MOment Die meisten modernen Computerspiele erzählen eine Geschichte. Mehr oder weniger ausführlich, mehr oder weniger geschickt. Aber wie machen sie das eigentlich? Genau wie Filme und Romane? Oder doch ganz anders? Allzeit gültige Antworten darauf haben sich wohlweislich gut versteckt. Aber man kann ja trotzdem mal darüber nachdenken.

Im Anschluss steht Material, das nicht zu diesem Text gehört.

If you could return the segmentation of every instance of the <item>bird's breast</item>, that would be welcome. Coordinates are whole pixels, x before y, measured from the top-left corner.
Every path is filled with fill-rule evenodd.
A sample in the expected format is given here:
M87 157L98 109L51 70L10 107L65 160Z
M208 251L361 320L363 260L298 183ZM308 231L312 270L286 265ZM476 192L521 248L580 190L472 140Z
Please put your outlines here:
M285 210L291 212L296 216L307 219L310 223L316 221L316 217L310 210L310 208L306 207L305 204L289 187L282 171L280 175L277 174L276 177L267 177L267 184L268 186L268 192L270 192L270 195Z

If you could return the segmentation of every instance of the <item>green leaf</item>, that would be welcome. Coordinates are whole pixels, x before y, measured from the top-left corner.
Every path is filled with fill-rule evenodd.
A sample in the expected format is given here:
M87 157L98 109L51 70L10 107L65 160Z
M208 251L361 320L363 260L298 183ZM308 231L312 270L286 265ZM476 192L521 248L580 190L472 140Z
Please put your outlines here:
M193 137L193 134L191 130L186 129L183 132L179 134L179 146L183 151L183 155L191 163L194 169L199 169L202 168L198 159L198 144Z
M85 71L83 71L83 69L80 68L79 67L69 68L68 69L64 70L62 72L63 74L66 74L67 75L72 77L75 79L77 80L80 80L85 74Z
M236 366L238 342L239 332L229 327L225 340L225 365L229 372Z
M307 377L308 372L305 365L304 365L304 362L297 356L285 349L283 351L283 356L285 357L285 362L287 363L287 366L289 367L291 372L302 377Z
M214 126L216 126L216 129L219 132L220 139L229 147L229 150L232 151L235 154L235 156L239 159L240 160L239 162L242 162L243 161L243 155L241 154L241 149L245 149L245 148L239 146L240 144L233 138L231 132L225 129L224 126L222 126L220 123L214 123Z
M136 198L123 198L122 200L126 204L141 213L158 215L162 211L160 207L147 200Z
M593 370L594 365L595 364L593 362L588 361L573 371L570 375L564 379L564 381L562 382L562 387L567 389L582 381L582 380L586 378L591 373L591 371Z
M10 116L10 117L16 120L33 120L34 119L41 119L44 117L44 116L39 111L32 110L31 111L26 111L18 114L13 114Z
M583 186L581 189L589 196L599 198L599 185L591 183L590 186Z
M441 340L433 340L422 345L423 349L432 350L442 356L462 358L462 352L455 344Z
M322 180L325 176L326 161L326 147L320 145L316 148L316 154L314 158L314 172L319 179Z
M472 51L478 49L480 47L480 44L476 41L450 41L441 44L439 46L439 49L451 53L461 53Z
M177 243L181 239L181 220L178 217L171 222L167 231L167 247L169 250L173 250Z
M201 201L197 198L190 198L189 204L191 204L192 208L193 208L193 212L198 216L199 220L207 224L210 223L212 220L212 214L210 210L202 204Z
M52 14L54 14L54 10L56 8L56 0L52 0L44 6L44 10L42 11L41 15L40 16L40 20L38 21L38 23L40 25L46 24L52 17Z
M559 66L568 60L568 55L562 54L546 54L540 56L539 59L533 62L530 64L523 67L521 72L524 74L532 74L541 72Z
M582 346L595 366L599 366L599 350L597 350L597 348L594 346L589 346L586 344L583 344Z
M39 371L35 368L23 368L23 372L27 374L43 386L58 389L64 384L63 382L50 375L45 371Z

Eins vorweg: ich bin nicht der Ansicht, dass jedes Spiel eine Geschichte erzählen muss. Im Gegenteil: erzählende Elemente würden in manchen Genres nur stören. Sport-, Renn- oder Prügelspiele etwa sind fast nie narrativ (lateinisch narratio = Erzählung). Dies würde nur unnötig vom Gameplay und Spielspaß ablenken. Ob ein Spiel rockt, hängt vor allem von den Dingen ab, die es zu einem Spiel machen: Regeln, Zielsetzungen, Interaktivität und die Art, wie Spieler und Spielaktionen in der Spielwelt repräsentiert werden. Im folgenden Text geht es aber ausschließlich um Spiele, die genug narrative Elemente enthalten, um als »Spiel mit Story« durchzugehen. Nicht etwa, weil ich die anderen Spiele blöd finde, sondern nur, weil die jetzt hier nicht hingehören. Ich weiß auch, dass man sich ewig darüber streiten kann, ab wann eine Narration überhaupt eine ist und ab wann nicht. Mache ich aber nicht und erzähle lieber etwas.

Erzählung vs. Gameplay

Wirklich dumm gelaufen. Die Beziehung zwischen Erzählung und Gameplay ähnelt der Heisenbergschen Unschärferelation: je mehr sich ein Spiel auf eines dieser Elemente konzentriert, desto weniger kann das andere berücksichtigt werden. Will jemand eine spannende, emotionale Geschichte erzählen, müssen Spannungsbogen und Höhepunkte sorgfältig geplant werden. Außerdem müssen einschneidende Ereignisse wie Tod, Schmerz oder Freude unumkehrbar sein, um eine emotionale Reaktion bei den Zuhörern auszulösen. Übernimmt nun jemand anderes die Kontrolle, ein unschuldiger Spieler etwa, wird der Erzähler Zugeständnisse an diese Interaktivität machen. Gerade eines der emotional stärksten Elemente einer Erzählung muss aus spieltechnischen Gründen fast immer aus einem Computerspiel verbannt werden: der unumkehrbare Tod der Hauptfigur. Anders herum ist es ähnlich. Haben die Spieler größtmögliche Freiheit, können Handlung und Story kaum noch vorher festgelegt werden. Kurz: Je mehr vorherbestimmte Story erzählt wird, desto weniger spielerische Freiheit ist möglich und umgekehrt. In genau den Momenten, in denen das Spiel wirklich eine Geschichte erzählt (etwa per Filmsequenz), ist es kein Spiel mehr, Punkt. Macht aber nix – wie funktioniert denn dieses Erzählen überhaupt?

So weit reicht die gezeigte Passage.